Computer scienceData scienceNLPMain NLP tasksQuestion Answering

Introduction to dialogue systems

2 minutes read

Dialogue systems are one of the most interesting areas in NLP. Of course, you have already met them: dialogue systems include Siri and Cortana, various assistants on store websites, and many others. Let's learn more about them!

What is a dialogue system?

Dialogue systems, or conversational agents, are programs that allow a person and a computer to communicate in a way that is similar to a conversation between two people. Communication takes place as follows: a person asks a question or makes an order, then the program answers them or performs some instructions.

Dialogue systems can be hosted on websites, applications, or social networks. The hosting platform determines how the dialog starts. Sometimes the user must enter a special command, such as start, in order for the dialog system to send the start message. In some platforms, when a dialog is opened, the dialog system itself starts the conversation and sends the start message first.

The most important part of writing a dialogue system is planning and writing a scenario. The scenario is a plan of what the dialog system will do during the dialog, and what actions it will perform after user action. For example, send a welcome message to the users when they enter the word "hello" or search the Internet for information about kittens and send it to the users in response to the query "who are the kittens?", etc.

How the dialog ends depends on the scenario development: for example, the user can explicitly say goodbye to the dialog system and it will stop working. Alternatively, the dialog system can continue indefinitely (which is a bad option in terms of memory leaking) and the user can end the dialog only by closing the page or applications.

There are some differences between human-human and human-computer communication. Computers, as we know, can't understand human speech properly, they could "talk" using a set of NLP instruments, so the conversational agents have serious restrictions. They can't keep up the conversation on any topic, but only on the one that is set in their databases and algorithms.

Let's learn more about what dialogue systems can do.

Chatbots and task-oriented dialogue systems

The dialogue systems are quite different from each other in terms of functionality. They are divided into two types:

Task-oriented dialogue agents are helpful tools for performing some tasks, such as booking a room in a hotel, setting an alarm for 9 o'clock, finding some information on the Internet, and so on. They are used in digital assistants, commercials, entertainment, and many other areas.
Chatbots are used for chit-chat, so they don't perform anything. But they can also be useful: for example, people learning a foreign language can train it with chatbots. The term "chatbot" is often used as a synonym for "dialogue system", but it's not the same thing: the chatbot is a kind of dialogue system.

The dialogue systems are divided not only by functionality but also by the method of communication, which affects their implementation. You'll read more about it in the next section.

Dialogue system content: audio VS text

There are two types of conversational agents in terms of communication channels: audio- and text-based dialogue systems.

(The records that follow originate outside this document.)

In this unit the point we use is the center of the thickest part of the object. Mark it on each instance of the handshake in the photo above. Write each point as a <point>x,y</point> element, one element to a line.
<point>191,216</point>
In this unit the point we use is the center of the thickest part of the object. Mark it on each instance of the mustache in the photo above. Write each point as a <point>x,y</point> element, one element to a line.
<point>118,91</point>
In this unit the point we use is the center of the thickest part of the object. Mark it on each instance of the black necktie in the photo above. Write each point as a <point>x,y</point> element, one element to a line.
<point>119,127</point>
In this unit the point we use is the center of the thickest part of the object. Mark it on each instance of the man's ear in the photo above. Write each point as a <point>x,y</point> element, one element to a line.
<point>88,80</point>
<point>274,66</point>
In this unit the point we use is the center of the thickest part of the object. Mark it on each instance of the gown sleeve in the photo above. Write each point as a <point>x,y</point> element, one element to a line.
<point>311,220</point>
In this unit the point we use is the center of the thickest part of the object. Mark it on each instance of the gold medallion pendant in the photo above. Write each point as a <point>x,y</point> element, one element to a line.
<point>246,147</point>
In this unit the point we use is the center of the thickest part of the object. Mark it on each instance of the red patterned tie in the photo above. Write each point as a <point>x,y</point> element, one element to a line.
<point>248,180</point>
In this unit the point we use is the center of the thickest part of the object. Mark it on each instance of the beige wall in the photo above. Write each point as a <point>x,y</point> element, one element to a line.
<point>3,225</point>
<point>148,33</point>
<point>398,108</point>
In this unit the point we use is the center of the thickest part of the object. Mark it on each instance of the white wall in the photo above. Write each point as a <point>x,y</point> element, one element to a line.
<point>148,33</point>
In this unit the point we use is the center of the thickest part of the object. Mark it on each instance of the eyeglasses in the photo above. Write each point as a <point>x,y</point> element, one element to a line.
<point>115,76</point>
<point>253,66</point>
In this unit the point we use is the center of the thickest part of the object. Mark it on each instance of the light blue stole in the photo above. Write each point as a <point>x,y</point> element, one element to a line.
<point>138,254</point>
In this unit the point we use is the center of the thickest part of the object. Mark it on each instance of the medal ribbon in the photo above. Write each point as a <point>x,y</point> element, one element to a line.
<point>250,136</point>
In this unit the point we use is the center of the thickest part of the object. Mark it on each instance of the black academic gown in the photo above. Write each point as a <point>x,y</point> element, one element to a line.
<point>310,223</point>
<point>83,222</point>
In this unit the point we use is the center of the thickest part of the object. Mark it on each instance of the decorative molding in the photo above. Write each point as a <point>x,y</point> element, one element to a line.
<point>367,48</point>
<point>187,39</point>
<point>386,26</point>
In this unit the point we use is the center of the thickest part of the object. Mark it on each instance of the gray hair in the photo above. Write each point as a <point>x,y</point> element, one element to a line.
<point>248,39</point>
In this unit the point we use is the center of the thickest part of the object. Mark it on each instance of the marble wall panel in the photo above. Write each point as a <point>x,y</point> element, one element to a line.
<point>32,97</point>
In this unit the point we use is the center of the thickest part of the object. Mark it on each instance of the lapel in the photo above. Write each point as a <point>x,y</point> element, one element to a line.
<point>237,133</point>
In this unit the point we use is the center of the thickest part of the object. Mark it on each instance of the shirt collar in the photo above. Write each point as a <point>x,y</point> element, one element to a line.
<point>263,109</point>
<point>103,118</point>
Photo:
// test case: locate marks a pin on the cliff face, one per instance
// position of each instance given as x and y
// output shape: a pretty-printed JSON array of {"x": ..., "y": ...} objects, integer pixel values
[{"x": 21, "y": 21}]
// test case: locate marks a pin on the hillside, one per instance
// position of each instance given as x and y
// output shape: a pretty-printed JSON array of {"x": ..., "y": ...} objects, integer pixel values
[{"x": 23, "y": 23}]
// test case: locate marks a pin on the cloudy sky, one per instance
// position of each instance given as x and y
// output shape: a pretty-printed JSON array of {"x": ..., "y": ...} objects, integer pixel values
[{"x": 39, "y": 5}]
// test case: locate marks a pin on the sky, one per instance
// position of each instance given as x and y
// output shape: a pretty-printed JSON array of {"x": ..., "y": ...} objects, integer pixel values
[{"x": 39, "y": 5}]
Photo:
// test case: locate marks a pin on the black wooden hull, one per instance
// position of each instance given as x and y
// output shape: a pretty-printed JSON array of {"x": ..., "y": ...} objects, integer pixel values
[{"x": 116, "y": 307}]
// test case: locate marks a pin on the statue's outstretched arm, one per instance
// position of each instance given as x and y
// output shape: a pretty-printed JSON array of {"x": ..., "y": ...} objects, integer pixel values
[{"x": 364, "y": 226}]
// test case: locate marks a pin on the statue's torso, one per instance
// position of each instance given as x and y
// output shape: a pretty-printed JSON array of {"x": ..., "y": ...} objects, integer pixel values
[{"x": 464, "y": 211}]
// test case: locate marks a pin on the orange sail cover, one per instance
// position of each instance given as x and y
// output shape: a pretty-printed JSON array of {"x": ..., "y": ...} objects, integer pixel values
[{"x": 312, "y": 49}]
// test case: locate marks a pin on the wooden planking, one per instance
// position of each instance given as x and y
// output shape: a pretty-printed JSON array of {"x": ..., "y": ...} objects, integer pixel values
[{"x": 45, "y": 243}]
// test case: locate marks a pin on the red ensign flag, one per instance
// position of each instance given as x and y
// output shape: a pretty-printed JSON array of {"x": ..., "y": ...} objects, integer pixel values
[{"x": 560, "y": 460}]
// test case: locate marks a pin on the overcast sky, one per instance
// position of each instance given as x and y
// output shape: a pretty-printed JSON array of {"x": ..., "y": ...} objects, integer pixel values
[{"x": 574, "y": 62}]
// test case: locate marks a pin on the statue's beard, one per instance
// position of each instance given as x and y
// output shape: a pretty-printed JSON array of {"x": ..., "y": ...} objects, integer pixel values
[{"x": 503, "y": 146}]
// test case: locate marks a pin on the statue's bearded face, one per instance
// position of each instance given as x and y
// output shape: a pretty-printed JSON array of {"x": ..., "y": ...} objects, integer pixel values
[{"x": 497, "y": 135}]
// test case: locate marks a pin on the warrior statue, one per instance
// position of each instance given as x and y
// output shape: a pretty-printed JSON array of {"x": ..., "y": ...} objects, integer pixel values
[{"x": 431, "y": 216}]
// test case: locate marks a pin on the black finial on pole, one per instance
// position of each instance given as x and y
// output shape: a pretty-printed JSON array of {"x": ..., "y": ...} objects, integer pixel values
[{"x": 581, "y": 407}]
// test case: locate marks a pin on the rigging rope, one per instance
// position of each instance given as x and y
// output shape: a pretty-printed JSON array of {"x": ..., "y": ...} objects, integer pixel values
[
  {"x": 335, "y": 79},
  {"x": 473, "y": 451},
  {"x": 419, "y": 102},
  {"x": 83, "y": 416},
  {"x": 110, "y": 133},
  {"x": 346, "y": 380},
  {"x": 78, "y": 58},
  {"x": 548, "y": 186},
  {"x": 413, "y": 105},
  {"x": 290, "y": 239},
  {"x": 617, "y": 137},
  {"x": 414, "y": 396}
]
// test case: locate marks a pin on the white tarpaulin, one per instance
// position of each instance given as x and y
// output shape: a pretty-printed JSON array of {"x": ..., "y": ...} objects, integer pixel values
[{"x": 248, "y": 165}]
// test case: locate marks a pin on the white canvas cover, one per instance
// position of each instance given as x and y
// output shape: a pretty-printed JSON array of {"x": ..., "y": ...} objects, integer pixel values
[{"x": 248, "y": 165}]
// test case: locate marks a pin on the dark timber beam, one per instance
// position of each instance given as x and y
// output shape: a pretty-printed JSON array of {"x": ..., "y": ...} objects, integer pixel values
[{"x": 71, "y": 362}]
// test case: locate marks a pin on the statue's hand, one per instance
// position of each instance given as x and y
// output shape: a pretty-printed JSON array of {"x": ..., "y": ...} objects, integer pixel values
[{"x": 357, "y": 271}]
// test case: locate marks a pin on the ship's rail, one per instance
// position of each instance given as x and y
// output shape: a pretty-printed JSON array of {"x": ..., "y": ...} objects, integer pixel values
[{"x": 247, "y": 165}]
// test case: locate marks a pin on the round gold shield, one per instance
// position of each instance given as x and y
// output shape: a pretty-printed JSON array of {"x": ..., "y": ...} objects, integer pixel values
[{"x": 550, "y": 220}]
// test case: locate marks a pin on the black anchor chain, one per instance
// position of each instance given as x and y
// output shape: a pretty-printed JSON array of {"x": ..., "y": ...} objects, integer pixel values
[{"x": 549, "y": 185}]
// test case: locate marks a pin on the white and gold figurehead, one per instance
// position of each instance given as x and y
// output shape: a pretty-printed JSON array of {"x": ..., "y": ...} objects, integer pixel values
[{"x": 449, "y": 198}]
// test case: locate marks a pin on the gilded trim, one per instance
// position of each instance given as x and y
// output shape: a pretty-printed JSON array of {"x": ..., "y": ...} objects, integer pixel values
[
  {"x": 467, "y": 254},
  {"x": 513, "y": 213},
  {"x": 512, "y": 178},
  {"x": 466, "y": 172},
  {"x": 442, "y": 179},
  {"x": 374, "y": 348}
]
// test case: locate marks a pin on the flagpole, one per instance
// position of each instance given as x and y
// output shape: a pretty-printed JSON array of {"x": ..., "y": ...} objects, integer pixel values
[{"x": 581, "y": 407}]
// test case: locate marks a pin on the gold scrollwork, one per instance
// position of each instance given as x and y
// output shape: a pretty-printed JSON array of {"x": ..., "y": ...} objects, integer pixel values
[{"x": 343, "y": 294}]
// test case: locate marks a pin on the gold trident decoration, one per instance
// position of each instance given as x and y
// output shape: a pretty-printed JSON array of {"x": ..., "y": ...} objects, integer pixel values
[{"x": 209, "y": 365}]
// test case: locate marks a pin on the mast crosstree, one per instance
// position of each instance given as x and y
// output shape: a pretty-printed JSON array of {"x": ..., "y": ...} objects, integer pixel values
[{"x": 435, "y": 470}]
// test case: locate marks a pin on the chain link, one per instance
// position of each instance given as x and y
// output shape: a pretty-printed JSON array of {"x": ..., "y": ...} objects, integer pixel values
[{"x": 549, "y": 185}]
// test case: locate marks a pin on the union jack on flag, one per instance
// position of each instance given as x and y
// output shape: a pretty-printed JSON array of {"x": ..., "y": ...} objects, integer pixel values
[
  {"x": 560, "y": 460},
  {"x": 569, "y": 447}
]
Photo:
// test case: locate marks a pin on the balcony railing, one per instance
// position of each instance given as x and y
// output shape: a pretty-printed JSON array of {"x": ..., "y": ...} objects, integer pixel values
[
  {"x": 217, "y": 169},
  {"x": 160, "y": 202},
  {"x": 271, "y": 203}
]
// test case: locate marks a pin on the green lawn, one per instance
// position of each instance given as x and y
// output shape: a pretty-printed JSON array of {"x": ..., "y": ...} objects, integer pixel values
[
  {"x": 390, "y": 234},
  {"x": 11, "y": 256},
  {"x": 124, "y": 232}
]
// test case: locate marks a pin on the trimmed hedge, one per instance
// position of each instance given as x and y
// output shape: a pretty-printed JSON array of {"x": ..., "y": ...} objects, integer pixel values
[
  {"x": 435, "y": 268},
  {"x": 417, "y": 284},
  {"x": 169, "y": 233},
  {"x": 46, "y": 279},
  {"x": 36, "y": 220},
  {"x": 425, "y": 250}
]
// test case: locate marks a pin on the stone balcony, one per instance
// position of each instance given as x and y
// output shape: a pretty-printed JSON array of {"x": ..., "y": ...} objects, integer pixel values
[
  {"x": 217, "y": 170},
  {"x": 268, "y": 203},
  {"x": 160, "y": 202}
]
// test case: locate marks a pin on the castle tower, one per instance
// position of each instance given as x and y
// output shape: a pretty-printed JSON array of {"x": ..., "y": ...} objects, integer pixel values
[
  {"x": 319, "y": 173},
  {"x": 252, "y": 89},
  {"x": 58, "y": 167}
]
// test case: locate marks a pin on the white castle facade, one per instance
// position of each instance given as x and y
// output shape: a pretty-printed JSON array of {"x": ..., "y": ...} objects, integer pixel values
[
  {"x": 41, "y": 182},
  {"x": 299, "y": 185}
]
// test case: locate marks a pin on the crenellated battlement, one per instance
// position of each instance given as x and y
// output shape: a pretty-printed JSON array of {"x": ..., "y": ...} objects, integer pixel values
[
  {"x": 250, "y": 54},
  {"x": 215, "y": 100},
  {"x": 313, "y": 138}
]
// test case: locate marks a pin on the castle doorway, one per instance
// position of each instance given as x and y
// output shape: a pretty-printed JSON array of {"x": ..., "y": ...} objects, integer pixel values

You may encounter audio dialogue systems when you call some company that uses conversational agents to answer the most common questions. Digital assistants also use audio content. They could receive a query from users in two ways:

By pressing buttons: the dialogue system offers a menu, such as: "If you want to know your card balance, press one" and so on. Such dialogue systems are simpler in implementation, but they can be inconvenient due to the fact that the menu may not have the questions the user needs. Another disadvantage lies in the fact that a lot of time is spent listening to the menu.
By users' speech: these dialogue systems have speech-processing instruments in their architectures. It's a more complex approach, so it could be hard to implement these systems. This is convenient when the dialog system can immediately answer the question instead of running through the entire menu. But speech recognition is a quite new approach, so recognition errors are common.

Audio-based conversational systems are convenient because you do not need to spend time typing a query. But the audio-based dialogue systems have a sufficient restriction: they can answer you only by voice and can't use URLs, images, or videos.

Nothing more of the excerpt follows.